|
Sakyamuni, the sage of Sakyas, as a youthful and vigorous searcher
of truth, realized the underlying cause of this fundamental social
problem and his understanding of the reality finally led him to
retire to the forest as if mendicants in other religious traditions
who also retired to the forest for the search of a remedy to the
social problems they might also have experienced. After six years
of his vigorous search for freedom from social problem in a deep
forest habitation, Sakyamuni Buddha discovered a way out to it through
his own persisting perseverance in meditation and finally, he assured
the remedy and eased up social/human problems. Thus, Sakyamuni Buddha,
the founder of Buddhism, made a great contribution to humankind
by revealing his discovery of universal remedy to social beings.
The remedy is found only in the discourses of the Buddha delivered
at different places to people of various social backgrounds who
were hungry for the remedy. In these sutras, Sakyamuni Buddha, as
an all time psychotherapist, proclaimed that the fundamental problem
of the
humankind is "discomfort or stress." That is to say that
the social beings were/are not happy with anything and it leads
them to the state of misery, insecurity and fear. Even though the
individuals are constantly struggling to get to the state of security
and serenity through material things, something is constantly triggering
the individuals that they are not psychologically assured to be
secured through materialism. Despite the fact that the social beings
would constantly attempt to experience an instantaneous happiness
by any means i. e., through gratification of the five basic sense
organs. While there cannot be guaranteed to have stability of sensual
pleasures, which are under constant change, the social beings are
threatened of losing such pleasures and people dear to them.

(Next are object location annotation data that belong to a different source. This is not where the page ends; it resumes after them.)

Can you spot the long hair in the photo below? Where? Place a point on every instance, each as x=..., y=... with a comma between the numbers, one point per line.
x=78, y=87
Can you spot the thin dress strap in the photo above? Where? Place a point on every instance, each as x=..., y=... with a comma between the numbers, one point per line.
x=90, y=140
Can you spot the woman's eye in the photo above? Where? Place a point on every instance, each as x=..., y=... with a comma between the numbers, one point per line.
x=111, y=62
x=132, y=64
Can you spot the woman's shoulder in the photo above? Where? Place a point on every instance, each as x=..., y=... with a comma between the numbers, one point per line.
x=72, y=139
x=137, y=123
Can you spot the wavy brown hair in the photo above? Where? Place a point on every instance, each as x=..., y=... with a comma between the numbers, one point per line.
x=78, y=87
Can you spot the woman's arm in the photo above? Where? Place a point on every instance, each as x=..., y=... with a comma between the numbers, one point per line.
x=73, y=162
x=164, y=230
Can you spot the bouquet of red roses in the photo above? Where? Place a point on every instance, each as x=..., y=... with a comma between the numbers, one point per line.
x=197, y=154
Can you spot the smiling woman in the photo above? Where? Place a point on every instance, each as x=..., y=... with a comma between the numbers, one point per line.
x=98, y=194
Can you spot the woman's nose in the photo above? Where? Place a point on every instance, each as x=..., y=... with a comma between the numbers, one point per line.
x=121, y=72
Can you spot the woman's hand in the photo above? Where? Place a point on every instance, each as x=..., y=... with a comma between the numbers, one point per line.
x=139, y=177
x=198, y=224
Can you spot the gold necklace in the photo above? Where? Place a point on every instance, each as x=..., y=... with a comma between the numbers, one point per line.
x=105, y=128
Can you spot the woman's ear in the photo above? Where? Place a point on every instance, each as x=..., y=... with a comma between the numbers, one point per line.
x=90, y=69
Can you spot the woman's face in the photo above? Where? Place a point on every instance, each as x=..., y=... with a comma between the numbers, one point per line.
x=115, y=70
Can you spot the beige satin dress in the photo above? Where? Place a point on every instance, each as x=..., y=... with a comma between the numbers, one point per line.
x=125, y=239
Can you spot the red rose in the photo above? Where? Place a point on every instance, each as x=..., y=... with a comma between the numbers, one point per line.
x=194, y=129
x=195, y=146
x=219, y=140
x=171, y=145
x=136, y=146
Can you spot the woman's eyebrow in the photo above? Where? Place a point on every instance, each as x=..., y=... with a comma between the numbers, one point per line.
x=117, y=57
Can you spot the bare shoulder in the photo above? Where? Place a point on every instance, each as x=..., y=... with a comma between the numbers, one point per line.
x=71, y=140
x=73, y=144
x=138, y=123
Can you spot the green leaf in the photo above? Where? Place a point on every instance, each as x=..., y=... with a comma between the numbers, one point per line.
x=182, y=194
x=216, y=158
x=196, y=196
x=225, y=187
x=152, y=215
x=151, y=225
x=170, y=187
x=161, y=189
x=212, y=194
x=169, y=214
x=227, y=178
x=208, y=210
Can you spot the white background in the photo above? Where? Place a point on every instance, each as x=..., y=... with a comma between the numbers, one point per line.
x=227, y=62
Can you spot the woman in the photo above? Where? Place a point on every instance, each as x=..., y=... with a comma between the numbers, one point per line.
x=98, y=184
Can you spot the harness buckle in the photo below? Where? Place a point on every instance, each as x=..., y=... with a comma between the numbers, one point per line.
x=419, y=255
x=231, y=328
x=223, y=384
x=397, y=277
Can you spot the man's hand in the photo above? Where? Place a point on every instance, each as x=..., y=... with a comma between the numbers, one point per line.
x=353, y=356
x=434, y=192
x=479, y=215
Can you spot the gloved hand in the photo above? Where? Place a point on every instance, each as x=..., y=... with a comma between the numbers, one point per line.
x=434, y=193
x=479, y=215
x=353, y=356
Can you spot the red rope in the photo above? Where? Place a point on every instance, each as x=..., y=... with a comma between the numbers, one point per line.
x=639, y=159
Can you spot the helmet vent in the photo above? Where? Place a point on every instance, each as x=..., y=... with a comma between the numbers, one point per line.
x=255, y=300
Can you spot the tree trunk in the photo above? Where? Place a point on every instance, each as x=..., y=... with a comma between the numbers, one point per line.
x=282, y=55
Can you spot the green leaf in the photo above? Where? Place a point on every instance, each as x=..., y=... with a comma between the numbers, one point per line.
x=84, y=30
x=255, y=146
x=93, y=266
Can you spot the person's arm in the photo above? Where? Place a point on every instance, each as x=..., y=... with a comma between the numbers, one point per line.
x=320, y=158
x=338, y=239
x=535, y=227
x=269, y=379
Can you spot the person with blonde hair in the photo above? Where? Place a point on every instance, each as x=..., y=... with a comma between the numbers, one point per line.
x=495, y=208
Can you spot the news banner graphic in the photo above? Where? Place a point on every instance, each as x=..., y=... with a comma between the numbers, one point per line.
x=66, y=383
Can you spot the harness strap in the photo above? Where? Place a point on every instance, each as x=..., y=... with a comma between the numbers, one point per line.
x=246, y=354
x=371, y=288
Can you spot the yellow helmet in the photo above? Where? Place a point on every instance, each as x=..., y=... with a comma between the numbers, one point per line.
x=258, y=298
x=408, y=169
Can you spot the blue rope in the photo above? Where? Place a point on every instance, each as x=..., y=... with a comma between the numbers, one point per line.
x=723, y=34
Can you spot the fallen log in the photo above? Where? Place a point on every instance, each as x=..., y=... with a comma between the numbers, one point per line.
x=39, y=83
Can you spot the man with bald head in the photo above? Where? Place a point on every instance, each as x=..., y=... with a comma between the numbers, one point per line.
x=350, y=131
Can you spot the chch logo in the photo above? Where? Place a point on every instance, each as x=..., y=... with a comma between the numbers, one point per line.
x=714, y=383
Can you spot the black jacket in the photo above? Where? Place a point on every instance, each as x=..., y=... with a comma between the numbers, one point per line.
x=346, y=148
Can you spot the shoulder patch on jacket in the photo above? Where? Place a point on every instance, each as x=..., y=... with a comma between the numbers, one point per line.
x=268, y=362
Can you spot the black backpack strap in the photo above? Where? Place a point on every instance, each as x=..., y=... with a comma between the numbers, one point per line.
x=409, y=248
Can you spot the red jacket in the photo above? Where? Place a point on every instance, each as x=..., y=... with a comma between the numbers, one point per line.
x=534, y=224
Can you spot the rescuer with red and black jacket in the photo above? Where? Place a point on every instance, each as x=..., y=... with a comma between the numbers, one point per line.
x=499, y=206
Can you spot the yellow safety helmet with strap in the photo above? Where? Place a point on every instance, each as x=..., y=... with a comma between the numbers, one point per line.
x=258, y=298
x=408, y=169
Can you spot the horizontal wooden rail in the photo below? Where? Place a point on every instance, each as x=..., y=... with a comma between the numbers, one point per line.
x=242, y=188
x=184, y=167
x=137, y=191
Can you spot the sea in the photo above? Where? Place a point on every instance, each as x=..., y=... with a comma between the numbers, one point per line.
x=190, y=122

Likewise, the life of the modern social being has become so hectic
along with advancement of knowledge in science and technology causing
the already existing human problem to snowball, because of rushing
for something the life has become more complicated and miserable
than it has been ever before. Today, along with advancement of scientific
knowledge, the life has become so techno-centric in the man-made-world
of technosphere and there can be seen thorough disconnection from
the ecosphere, a natural world which has the nature of generating
happiness in social beings through the principles of simplicity.
The technocentric world seems to have led the individual to more
self-centred state and it has therefore resulted in stress, tension,
fear, insecurity which have become parts and parcels of social beings
shattering life in the twenty first century.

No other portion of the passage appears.